Establishing a "minicom" would enable independent agencies to combine their profits, creating a whole that would be sizeable enough to enable it to float on the stock market. The proposal would enable agency founders to release equity without selling to a larger group.
The "minicom" model would also enable the combined agencies to compete for consolidated business.
M&C Saatchi took this route earlier this year, when it floated on the Alternative Investment Market, a move that valued the agency at £75 million. The flotation enabled the founders to cash in some of their equity and has also funded the agency's international expansion plans.
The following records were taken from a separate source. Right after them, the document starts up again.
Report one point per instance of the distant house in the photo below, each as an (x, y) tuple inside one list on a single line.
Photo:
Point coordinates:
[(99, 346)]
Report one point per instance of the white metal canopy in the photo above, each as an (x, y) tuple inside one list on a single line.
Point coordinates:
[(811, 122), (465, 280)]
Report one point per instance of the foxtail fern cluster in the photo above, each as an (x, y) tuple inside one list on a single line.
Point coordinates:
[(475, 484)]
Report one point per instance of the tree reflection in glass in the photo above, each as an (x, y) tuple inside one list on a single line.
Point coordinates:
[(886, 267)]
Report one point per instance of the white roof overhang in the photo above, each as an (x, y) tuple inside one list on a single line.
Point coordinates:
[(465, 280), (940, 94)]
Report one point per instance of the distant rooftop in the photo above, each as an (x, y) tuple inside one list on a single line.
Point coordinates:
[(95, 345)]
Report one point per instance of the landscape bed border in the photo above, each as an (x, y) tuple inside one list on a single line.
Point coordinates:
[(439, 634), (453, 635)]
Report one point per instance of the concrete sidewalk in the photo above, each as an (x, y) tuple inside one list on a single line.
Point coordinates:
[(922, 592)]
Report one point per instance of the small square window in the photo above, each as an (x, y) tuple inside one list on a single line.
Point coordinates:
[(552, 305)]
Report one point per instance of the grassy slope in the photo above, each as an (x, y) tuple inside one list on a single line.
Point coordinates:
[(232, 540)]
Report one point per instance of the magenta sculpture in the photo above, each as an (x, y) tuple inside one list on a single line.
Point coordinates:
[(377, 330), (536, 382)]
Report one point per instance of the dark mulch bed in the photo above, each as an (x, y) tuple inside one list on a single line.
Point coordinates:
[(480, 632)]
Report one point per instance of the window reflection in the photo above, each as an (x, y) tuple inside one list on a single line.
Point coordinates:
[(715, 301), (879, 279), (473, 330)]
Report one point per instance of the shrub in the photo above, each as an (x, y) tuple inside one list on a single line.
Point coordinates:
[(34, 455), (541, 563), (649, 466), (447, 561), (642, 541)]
However, LongAcre's progress is understood to have been slowed by a number of sticking points, such as how to evaluate each agency's stake in the resulting group. The distribution of control and voting rights are also said to concern potential members.
Marcus Anselm, the LongAcre vice-president, stressed that talks were only at an exploratory stage. He said: "We have a close relationship with most of the key independents in the marketing and ad sectors and are always discussing ideas with them."
LongAcre was set up by The Wireless Group's former managing director Jonnie Goodwin in 2000.
To date, it has handled the WCRS buyout from Havas and the £55 million buyout of the market research group Mori.
Robin Wight, WCRS's founding partner, said he knew nothing about the plans.